VOCATION DE JEANNE DARC

De 1346 à 1418.

CHAPITRE PREMIER

ÉTAT DE LA FRANCE AU XV SIÈCLE

Vers le milieu du xive siècle de l'ère chrétienne, Édouard III, roi d'Angleterre, prétendit que la couronne de France était usurpée par la maison de Valois; il la réclama en qualité de petit-fils, par sa mère, de Philippe le Bel, et alluma la guerre dite de Cent Ans.

Comme la royauté française vivait dans le gaspillage et le désordre, rançonnant et ruinant le peuple, le découragement était général; de sorte que les Français furent battus en 1346 à Crécy, où ils perdirent plus de vingt mille hommes. Les Anglais, dit-on, s'y servirent

de canons pour la première fois. L'année suivante, ils prirent Calais; ce qui assura leurs communications. En 1356, ils firent encore éprouver à la France une défaite sanglante à Poitiers. Les nobles faits prisonniers à cette bataille, ayant de grosses rançons à payer pour retourner en leurs domaines, extorquèrent des impôts énormes à leurs paysans déjà ruinés. Ceux-ci, d'ailleurs, les méprisaient, et imputaient à leur lâcheté la perte de la bataille. Ils les huèrent, les frappèrent et incendièrent des châteaux. On finit toutefois par apaiser cette insurrection nommée la Jacquerie.
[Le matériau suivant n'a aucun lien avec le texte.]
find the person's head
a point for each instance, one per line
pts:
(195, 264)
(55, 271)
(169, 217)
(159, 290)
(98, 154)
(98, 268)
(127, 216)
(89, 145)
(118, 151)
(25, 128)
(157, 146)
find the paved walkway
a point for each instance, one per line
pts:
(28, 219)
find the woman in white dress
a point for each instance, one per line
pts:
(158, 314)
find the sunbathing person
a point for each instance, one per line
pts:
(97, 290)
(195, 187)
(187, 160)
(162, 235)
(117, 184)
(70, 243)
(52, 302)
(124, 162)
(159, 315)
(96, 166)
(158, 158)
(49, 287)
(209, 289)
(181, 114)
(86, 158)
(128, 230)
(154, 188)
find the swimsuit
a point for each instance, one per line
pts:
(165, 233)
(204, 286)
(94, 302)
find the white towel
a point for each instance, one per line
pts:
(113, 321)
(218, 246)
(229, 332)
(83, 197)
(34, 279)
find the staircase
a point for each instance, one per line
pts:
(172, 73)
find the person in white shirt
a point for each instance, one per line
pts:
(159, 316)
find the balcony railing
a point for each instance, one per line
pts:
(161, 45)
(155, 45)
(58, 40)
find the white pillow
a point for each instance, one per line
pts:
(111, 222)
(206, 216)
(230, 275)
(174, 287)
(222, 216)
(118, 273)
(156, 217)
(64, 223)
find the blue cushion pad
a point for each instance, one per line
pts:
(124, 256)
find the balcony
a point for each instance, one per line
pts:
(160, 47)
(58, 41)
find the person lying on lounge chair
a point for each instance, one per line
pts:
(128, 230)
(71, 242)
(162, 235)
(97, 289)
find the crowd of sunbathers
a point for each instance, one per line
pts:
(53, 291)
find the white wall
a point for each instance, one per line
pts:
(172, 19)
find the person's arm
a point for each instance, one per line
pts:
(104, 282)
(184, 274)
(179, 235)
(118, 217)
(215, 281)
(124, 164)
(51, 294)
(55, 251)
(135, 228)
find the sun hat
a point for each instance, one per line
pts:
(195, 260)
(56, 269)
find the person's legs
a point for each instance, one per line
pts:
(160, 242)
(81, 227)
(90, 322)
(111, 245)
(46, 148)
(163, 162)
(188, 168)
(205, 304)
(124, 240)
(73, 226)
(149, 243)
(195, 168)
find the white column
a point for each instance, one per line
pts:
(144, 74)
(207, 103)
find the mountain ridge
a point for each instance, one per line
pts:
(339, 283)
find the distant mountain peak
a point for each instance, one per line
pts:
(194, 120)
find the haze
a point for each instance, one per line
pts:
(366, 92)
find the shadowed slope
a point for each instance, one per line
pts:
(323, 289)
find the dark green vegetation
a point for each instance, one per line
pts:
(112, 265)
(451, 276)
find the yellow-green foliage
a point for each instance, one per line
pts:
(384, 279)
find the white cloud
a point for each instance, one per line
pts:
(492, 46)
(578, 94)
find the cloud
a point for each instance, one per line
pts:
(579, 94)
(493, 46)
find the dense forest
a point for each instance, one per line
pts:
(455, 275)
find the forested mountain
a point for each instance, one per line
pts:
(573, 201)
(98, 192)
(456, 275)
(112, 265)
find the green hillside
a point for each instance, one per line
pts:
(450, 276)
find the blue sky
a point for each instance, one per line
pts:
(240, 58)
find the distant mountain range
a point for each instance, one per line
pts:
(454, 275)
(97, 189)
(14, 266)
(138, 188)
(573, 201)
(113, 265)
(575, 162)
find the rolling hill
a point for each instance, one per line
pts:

Le Dauphin conclut avec les Anglais le traité de Brétigny, par lequel, pour demeurer paisible possesseur de la couronne, il abandonna en toute souveraineté au roi d'Angleterre la moitié de la France (1360). Mais, dès qu'il devint roi sous le nom de Charles V, il s'appliqua à réparer les désastres du pays. Il mit de l'ordre dans les finances et dans la justice, et reconstitua l'armée dont il confia le commandement au connétable Duguesclin. Il profita habilement des infractions au traité, réelles ou imaginaires, commises par l'Anglais, pour se faire déclarer la guerre, dans laquelle Duguesclin fut presque constamment victorieux. Il détruisit les armées anglaises par la famine, en faisant réfugier les paysans dans les villes, qui étaient fortifiées; de sorte que l'ennemi ne trouvait plus de vivres ni de champs cultivés. En 1377, le roi d'Angleterre ne possédait plus

en France que Calais, Bordeaux, Brest et Cherbourg. Charles V mourut en 1380, à l'âge de quarante-trois ans, laissant pour successeur son fils, Charles VI, âgé de douze ans. Ses trois oncles, en se disputant la régence, troublèrent et pillèrent la France. Le peuple se souleva; les insurgés de Paris furent nommés Maillotins, parce qu'ils se servaient de maillets de fer pour exterminer les financiers. Durant ces troubles, le roi, voyageant dans le mois d'août nu-tête, à cause de la grande chaleur, et déjà usé par les excès, crut voir un spectre, et fut atteint d'une démence furieuse, dans les transports de laquelle il commença par tuer quatre hommes (1392). Sa femme, Isabeau de Bavière, se mit à gouverner avec le duc d'Orléans, frère unique du roi, qui entretenait ostensiblement avec elle une liaison illégitime.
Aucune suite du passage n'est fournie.